BobMcDear / neural-network-cuda

Neural network from scratch in CUDA/C++
GNU General Public License v3.0
68 stars 14 forks source link

Segmentation fault #2

Closed EricWu23 closed 2 years ago

EricWu23 commented 2 years ago

Hi Borna @BobMcDear , Thanks for the amazing project and detailed documentation. I tried to run your project on my computer. While all the unit tests went well, when I try to run the main.cu in GPU folder, I did get the segmentation fault. I reduced the network to only linear layer and relu. It passed without fault. However, the training on GPU is much slower than the CPU version.

Here is my suspicion, the most confusing part of the code to me is the memory management in the sequential_forward_gpu() function. there, after getting the output size of each layer by "sz_out = layer->sz_out;" , we use cudaMallocManaged(&curr_out, sz_out*sizeof(float)); to allocate memory, however, I didn't see anywhere this memory being allocated inside for loop got released by cudaFree().

My understanding is that you have to let those memory allocated stay there because you need to store all outputs at each layer during forward propagation, which will be later on used in backward propagation to compute gradients. However, this does raise my concern on the potential memory leakage. As we have more layers, it will just allocate more memory and it allocate memory every time we call layer->update() inside sequetial_update_gpu(). What makes it worse is that, when we are looping through 100 epoch, for every new iteration, it will allocate new memory. Question 1: Am I misunderstanding something? this is just my suspicion. Let me know if you had a different design idea. Question 2: Also, do you know in general how pytorch or something similar manage the temporary memory needed to backward propagation. It seems to me now that this could be a nightmare for deep NN. Question 3: I kind of understand cudaMallocManaged gives you ability to allocate a chunk of memory that can be accessed from host and device using the same pointer. And perhaps the memory copy on/off device is handled by itself. Is my understanding correct? Thanks.

Some additional notes after debugging, if I change the n_hidden to be n_in/10;, I can get deeper in terms of epoch. Meaning instead of fail at the first epoch, I would get segmentation fault on the 4th or 5th epoch.

BobMcDear commented 2 years ago

Hello Yujiang,

Thank you for the kind words, I am glad to hear you find this project helpful.

Yes, you are right, the code maintains the intermediate values of the neural network, however, that is not the problem.
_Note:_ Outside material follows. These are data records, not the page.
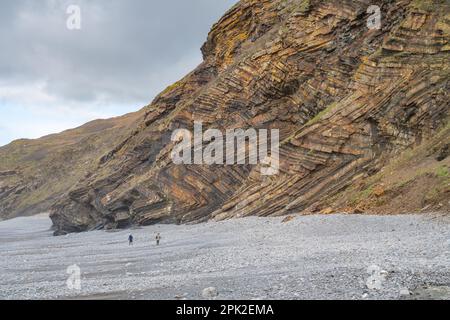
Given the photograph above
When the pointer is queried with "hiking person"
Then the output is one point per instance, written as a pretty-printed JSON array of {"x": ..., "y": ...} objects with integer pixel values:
[
  {"x": 158, "y": 238},
  {"x": 130, "y": 240}
]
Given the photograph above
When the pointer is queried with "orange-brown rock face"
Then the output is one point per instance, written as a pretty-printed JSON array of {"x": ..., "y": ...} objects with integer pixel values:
[{"x": 344, "y": 97}]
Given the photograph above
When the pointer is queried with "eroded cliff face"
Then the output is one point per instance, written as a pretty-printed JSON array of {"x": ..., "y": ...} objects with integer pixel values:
[
  {"x": 36, "y": 173},
  {"x": 345, "y": 98}
]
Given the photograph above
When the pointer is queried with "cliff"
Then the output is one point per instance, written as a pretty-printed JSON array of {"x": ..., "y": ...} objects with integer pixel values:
[{"x": 363, "y": 117}]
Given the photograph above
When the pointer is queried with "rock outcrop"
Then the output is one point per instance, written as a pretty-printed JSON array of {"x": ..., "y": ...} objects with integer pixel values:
[
  {"x": 346, "y": 99},
  {"x": 35, "y": 173}
]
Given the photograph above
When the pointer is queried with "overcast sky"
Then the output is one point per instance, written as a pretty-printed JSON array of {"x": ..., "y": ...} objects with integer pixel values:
[{"x": 126, "y": 52}]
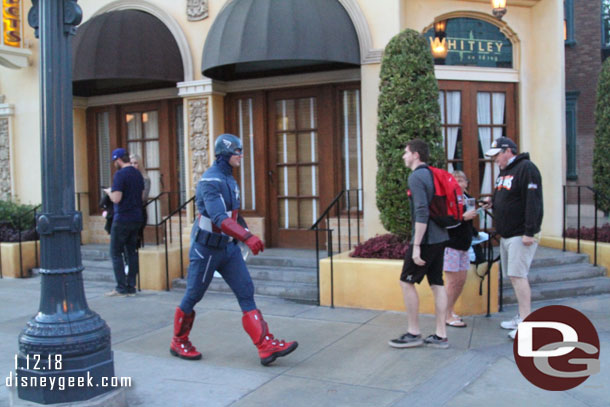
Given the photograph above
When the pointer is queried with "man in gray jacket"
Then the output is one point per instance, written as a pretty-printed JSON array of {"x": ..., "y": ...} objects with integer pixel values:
[{"x": 425, "y": 254}]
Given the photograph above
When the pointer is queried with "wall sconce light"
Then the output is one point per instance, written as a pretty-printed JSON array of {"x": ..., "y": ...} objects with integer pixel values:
[
  {"x": 499, "y": 8},
  {"x": 439, "y": 48},
  {"x": 440, "y": 26}
]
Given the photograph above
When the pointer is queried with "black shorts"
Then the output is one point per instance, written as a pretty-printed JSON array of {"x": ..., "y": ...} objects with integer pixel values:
[{"x": 432, "y": 254}]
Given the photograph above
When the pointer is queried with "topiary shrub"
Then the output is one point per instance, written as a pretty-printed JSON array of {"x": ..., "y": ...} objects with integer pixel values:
[
  {"x": 13, "y": 218},
  {"x": 386, "y": 246},
  {"x": 601, "y": 151},
  {"x": 407, "y": 109}
]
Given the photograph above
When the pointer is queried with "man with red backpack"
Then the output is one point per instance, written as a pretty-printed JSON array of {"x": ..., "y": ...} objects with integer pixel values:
[{"x": 425, "y": 254}]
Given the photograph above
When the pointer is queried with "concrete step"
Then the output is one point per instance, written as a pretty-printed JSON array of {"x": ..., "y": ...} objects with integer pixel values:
[
  {"x": 563, "y": 289},
  {"x": 559, "y": 258},
  {"x": 567, "y": 272},
  {"x": 297, "y": 291},
  {"x": 284, "y": 274}
]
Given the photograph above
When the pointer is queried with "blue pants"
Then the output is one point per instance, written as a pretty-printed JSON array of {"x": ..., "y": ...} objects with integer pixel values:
[
  {"x": 124, "y": 239},
  {"x": 229, "y": 263}
]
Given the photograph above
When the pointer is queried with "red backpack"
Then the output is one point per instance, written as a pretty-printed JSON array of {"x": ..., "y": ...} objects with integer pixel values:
[{"x": 446, "y": 206}]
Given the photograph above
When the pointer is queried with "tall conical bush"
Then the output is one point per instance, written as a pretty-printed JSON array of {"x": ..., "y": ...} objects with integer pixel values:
[{"x": 407, "y": 109}]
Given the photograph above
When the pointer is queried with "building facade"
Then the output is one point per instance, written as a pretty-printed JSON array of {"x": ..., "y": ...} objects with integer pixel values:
[{"x": 298, "y": 82}]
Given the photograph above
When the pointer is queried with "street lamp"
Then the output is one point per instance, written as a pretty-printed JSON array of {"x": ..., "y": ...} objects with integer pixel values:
[
  {"x": 71, "y": 340},
  {"x": 499, "y": 8}
]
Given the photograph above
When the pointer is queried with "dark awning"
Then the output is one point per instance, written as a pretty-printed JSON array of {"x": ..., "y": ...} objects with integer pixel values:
[
  {"x": 123, "y": 51},
  {"x": 254, "y": 38}
]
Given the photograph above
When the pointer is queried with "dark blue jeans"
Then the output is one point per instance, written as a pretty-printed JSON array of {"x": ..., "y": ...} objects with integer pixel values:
[
  {"x": 124, "y": 238},
  {"x": 229, "y": 263}
]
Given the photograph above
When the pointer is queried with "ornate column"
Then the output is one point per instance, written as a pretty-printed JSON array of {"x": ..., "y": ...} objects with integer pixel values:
[
  {"x": 6, "y": 112},
  {"x": 69, "y": 340}
]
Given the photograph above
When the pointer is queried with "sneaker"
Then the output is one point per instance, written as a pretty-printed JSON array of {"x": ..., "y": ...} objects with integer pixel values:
[
  {"x": 512, "y": 334},
  {"x": 115, "y": 293},
  {"x": 436, "y": 341},
  {"x": 406, "y": 341},
  {"x": 512, "y": 323}
]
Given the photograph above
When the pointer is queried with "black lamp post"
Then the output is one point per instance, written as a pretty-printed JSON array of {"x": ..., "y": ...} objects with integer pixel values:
[{"x": 65, "y": 339}]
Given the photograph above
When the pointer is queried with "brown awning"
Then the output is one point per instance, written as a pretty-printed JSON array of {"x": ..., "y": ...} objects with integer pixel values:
[
  {"x": 254, "y": 38},
  {"x": 122, "y": 51}
]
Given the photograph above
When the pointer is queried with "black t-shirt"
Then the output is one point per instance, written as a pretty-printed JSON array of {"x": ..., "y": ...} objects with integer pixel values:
[{"x": 130, "y": 182}]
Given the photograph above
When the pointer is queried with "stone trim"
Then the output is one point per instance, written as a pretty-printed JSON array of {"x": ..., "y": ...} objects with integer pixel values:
[
  {"x": 5, "y": 159},
  {"x": 199, "y": 137}
]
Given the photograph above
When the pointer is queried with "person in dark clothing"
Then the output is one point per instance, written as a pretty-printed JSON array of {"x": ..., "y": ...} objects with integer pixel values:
[
  {"x": 425, "y": 254},
  {"x": 126, "y": 194},
  {"x": 518, "y": 211},
  {"x": 456, "y": 261}
]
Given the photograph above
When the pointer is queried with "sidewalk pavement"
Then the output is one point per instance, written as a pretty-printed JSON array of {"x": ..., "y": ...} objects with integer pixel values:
[{"x": 343, "y": 358}]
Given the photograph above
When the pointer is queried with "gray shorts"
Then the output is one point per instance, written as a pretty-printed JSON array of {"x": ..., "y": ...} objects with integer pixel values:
[{"x": 515, "y": 257}]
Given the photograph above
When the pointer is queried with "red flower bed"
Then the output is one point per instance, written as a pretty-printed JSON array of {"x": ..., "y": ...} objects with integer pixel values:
[
  {"x": 603, "y": 233},
  {"x": 387, "y": 246}
]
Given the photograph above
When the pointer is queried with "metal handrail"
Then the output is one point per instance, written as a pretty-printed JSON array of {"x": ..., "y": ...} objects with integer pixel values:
[
  {"x": 164, "y": 222},
  {"x": 329, "y": 240},
  {"x": 596, "y": 195}
]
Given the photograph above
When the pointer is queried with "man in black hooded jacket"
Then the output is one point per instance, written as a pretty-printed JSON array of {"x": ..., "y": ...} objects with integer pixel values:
[{"x": 517, "y": 205}]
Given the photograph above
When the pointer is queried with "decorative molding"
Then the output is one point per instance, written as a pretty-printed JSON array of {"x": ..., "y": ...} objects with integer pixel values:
[
  {"x": 368, "y": 54},
  {"x": 199, "y": 137},
  {"x": 169, "y": 21},
  {"x": 6, "y": 110},
  {"x": 196, "y": 10},
  {"x": 203, "y": 87},
  {"x": 5, "y": 160},
  {"x": 14, "y": 58},
  {"x": 123, "y": 98},
  {"x": 287, "y": 81},
  {"x": 476, "y": 74}
]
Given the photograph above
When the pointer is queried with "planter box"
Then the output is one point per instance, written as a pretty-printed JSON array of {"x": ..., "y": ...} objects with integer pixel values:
[
  {"x": 586, "y": 246},
  {"x": 374, "y": 284},
  {"x": 152, "y": 266},
  {"x": 10, "y": 258}
]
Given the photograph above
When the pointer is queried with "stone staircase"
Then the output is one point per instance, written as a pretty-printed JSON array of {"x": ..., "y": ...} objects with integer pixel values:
[
  {"x": 284, "y": 273},
  {"x": 556, "y": 274}
]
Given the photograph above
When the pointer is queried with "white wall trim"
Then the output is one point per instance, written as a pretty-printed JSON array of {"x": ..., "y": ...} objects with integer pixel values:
[
  {"x": 14, "y": 58},
  {"x": 201, "y": 87},
  {"x": 124, "y": 98},
  {"x": 7, "y": 110},
  {"x": 169, "y": 21},
  {"x": 467, "y": 73},
  {"x": 368, "y": 54}
]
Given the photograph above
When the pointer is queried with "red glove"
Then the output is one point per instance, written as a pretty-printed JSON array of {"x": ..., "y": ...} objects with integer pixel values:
[{"x": 234, "y": 229}]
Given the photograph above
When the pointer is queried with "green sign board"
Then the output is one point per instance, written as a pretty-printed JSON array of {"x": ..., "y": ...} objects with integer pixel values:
[{"x": 475, "y": 43}]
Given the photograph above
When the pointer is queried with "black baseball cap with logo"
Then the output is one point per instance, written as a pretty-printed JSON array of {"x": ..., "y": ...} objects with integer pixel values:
[{"x": 500, "y": 144}]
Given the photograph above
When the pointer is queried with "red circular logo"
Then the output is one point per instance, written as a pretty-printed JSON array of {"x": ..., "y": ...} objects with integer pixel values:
[{"x": 557, "y": 348}]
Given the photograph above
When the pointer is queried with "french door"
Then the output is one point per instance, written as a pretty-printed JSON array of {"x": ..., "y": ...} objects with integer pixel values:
[
  {"x": 300, "y": 164},
  {"x": 473, "y": 114}
]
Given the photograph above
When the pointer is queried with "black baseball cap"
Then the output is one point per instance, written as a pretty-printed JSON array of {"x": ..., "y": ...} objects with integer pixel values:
[{"x": 500, "y": 144}]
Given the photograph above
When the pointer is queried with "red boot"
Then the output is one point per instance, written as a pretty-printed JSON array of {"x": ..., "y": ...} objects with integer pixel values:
[
  {"x": 269, "y": 348},
  {"x": 181, "y": 346}
]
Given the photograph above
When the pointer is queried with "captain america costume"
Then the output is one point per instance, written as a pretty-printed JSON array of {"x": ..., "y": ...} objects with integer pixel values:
[{"x": 214, "y": 238}]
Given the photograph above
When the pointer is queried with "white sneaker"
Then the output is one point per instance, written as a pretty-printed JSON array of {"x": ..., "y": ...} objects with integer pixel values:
[
  {"x": 512, "y": 334},
  {"x": 511, "y": 324}
]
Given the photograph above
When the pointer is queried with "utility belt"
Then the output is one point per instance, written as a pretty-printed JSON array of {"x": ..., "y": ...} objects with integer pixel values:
[{"x": 210, "y": 235}]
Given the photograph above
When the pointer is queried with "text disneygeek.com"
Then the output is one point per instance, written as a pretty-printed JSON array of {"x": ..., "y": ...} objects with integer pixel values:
[{"x": 54, "y": 364}]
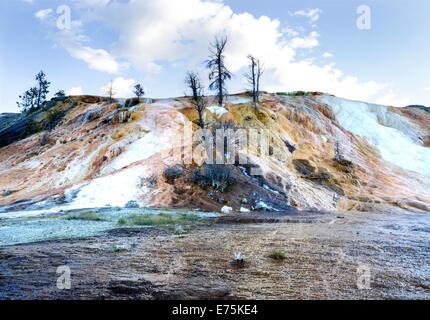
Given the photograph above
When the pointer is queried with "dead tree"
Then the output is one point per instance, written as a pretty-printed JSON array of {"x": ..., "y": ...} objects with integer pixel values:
[
  {"x": 110, "y": 91},
  {"x": 253, "y": 76},
  {"x": 218, "y": 71},
  {"x": 193, "y": 82},
  {"x": 138, "y": 90}
]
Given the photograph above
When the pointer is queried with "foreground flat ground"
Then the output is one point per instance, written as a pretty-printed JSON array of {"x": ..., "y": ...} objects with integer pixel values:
[{"x": 322, "y": 255}]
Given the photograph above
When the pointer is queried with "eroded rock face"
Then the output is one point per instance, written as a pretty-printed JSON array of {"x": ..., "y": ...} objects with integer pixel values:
[{"x": 103, "y": 153}]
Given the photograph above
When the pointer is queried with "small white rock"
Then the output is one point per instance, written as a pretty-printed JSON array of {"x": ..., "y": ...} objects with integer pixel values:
[{"x": 226, "y": 209}]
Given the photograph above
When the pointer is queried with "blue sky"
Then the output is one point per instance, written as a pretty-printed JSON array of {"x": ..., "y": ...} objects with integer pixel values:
[{"x": 305, "y": 45}]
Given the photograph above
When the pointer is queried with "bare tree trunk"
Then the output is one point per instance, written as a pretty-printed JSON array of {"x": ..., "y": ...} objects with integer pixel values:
[{"x": 221, "y": 91}]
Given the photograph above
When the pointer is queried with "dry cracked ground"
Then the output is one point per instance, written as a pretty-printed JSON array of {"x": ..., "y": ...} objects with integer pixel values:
[{"x": 322, "y": 255}]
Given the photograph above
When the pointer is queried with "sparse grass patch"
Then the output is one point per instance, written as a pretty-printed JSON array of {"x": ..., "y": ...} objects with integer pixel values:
[
  {"x": 161, "y": 219},
  {"x": 86, "y": 216},
  {"x": 292, "y": 93},
  {"x": 277, "y": 254}
]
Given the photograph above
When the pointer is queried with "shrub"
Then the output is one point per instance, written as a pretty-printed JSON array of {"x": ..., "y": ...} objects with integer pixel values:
[
  {"x": 172, "y": 173},
  {"x": 219, "y": 176},
  {"x": 277, "y": 254}
]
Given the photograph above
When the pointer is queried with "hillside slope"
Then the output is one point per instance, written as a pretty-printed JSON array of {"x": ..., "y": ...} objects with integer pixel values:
[{"x": 332, "y": 154}]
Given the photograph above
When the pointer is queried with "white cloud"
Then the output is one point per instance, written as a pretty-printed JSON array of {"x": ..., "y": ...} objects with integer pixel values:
[
  {"x": 157, "y": 35},
  {"x": 43, "y": 14},
  {"x": 312, "y": 14},
  {"x": 97, "y": 59},
  {"x": 122, "y": 88},
  {"x": 76, "y": 91},
  {"x": 307, "y": 42}
]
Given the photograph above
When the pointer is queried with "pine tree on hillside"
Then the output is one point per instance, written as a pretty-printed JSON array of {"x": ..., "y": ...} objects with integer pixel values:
[
  {"x": 253, "y": 76},
  {"x": 42, "y": 89},
  {"x": 192, "y": 81}
]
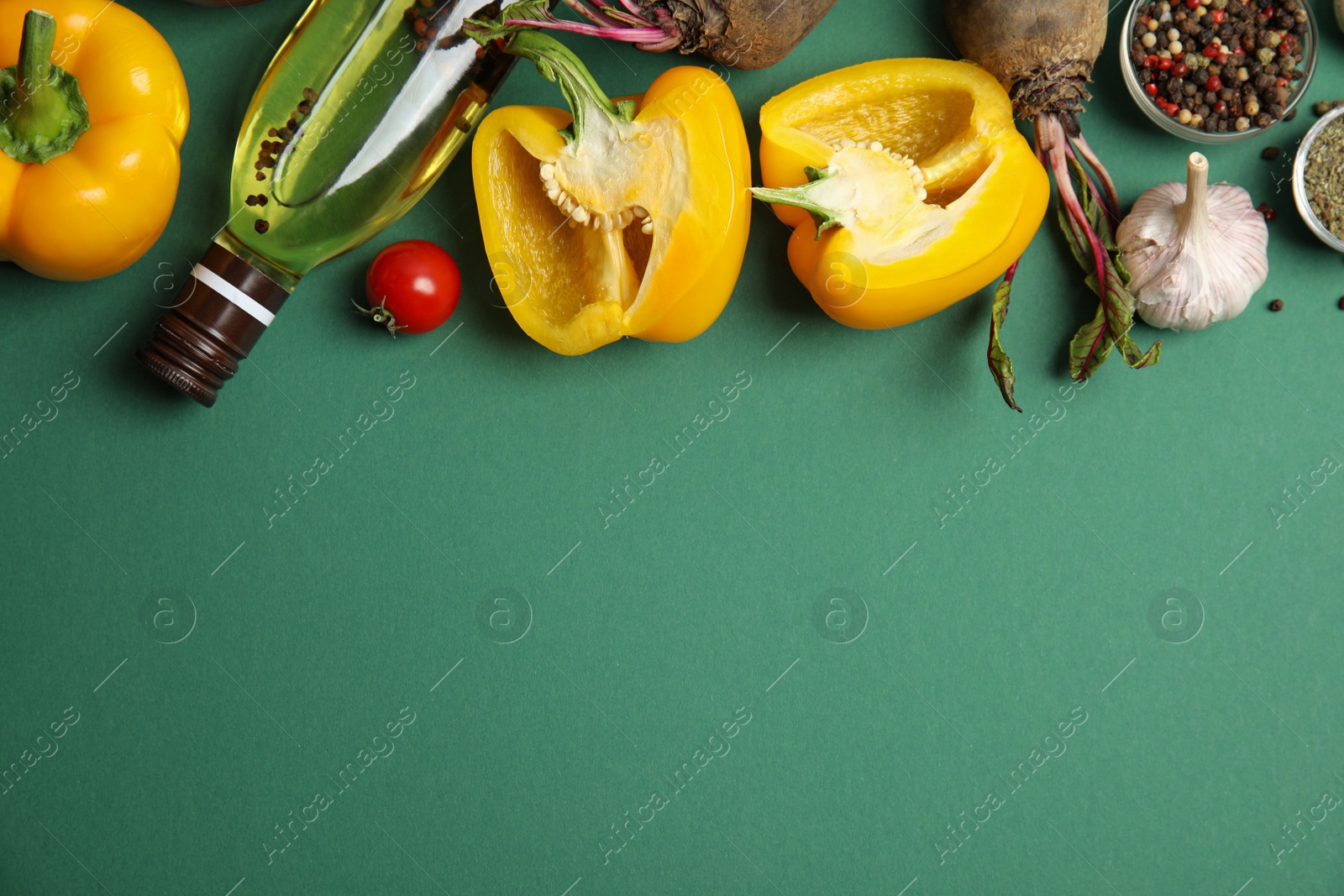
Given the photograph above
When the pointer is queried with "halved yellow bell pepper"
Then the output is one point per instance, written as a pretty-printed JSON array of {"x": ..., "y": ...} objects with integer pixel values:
[
  {"x": 906, "y": 181},
  {"x": 89, "y": 134},
  {"x": 628, "y": 219}
]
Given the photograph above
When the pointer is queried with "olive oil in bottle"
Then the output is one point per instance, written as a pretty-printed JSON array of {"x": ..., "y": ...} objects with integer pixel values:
[{"x": 358, "y": 114}]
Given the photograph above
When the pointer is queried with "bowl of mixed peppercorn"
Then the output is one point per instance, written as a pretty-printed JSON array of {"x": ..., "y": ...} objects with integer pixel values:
[{"x": 1220, "y": 70}]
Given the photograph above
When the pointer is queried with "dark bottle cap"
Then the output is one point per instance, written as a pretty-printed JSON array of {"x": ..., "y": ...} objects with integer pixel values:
[{"x": 219, "y": 315}]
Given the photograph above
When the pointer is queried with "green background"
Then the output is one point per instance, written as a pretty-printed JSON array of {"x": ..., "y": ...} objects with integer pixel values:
[{"x": 940, "y": 673}]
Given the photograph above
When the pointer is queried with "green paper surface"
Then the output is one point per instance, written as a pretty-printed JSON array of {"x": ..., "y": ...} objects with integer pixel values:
[{"x": 907, "y": 660}]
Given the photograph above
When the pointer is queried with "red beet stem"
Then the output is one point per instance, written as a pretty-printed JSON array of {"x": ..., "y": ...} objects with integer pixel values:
[{"x": 625, "y": 23}]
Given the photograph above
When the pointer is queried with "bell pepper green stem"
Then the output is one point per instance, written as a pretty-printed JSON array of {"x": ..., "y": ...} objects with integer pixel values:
[
  {"x": 555, "y": 62},
  {"x": 801, "y": 197},
  {"x": 42, "y": 112}
]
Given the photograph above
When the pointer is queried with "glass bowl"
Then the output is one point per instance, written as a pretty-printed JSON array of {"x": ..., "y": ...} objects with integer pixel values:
[
  {"x": 1186, "y": 132},
  {"x": 1304, "y": 207}
]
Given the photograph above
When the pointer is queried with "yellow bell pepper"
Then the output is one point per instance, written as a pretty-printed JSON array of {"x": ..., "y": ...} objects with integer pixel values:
[
  {"x": 89, "y": 136},
  {"x": 906, "y": 181},
  {"x": 628, "y": 219}
]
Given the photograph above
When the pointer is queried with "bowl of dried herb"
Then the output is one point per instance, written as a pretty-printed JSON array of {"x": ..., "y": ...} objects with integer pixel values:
[{"x": 1319, "y": 179}]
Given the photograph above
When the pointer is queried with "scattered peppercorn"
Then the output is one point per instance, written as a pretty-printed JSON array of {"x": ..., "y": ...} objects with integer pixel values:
[{"x": 1216, "y": 65}]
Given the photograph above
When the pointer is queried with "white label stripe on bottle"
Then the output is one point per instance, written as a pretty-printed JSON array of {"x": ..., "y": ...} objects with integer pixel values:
[{"x": 234, "y": 295}]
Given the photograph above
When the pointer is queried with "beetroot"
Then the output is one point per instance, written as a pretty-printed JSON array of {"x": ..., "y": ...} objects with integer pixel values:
[{"x": 1043, "y": 53}]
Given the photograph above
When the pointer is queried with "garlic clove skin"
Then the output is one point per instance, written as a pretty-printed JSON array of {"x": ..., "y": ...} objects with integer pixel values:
[{"x": 1196, "y": 251}]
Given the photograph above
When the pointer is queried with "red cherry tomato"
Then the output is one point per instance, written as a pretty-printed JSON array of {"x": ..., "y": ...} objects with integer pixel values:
[{"x": 412, "y": 286}]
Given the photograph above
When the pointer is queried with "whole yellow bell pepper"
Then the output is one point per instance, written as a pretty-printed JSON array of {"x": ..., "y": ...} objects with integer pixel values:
[
  {"x": 89, "y": 134},
  {"x": 906, "y": 181},
  {"x": 627, "y": 219}
]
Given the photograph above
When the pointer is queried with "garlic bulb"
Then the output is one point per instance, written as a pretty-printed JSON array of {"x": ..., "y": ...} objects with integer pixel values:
[{"x": 1196, "y": 253}]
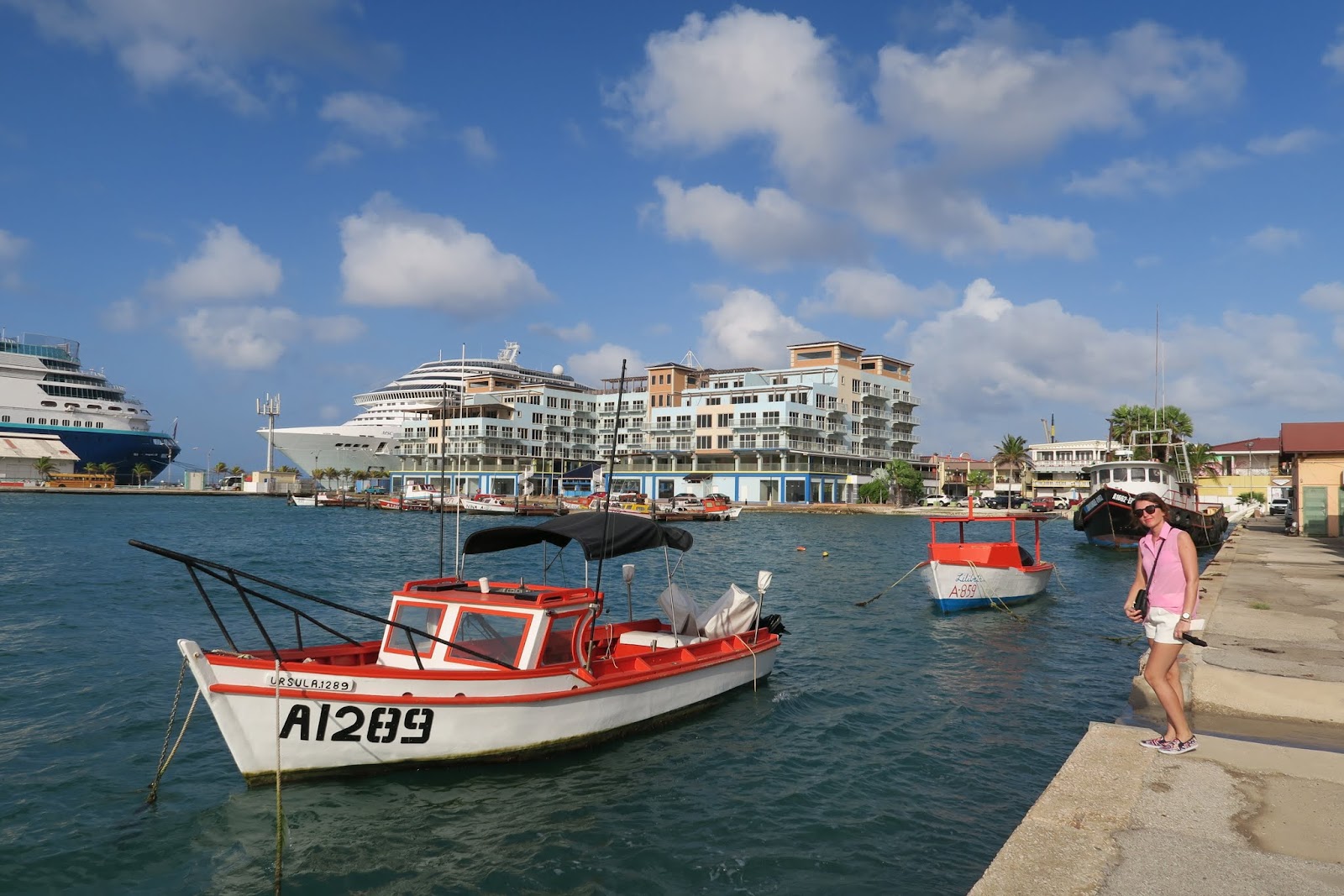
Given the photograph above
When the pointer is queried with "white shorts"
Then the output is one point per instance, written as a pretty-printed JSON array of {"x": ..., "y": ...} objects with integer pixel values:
[{"x": 1160, "y": 625}]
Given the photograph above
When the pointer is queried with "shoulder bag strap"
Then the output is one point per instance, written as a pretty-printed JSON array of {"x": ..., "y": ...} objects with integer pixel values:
[{"x": 1148, "y": 575}]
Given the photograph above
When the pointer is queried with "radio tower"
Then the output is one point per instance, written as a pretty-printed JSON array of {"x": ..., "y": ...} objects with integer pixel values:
[{"x": 270, "y": 407}]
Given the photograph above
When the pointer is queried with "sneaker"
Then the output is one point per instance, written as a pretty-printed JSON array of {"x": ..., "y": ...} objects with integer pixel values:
[{"x": 1176, "y": 747}]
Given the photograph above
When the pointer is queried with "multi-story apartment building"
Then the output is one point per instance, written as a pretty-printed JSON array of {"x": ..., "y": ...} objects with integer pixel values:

The segmentation fault stems from not freeing inputs & outputs of the layers after every epoch, as you mention, which may be fixed via running the following at the end of each epoch.

for (int i=0; i<seq.layers.size(); i++){
            Module *layer = seq.layers[i];
            cudaFree(layer->out);
}

I was aware of this issue, but this program's purpose was teaching the basics of CUDA, thus no emphasis was placed on time or memory handling.

This is also how PyTorch functions: The outputs of the modules are kept for performing backpropagation, but they are not retained for the entire duration of training and are replaced at every pass.

You are correct in your understanding of cudaMallocManaged.

Does that answer your questions?

EricWu23 commented 2 years ago

Thanks for the answers.

After adding the code you suggested, I still encounter the Segmentation fault. image I feel that at least there are two more place I free weird. image Here, I think we should pass Sequential_GPU Object by reference, otherwise, it will create a new copy of the seq that was created in the main() of main.cu.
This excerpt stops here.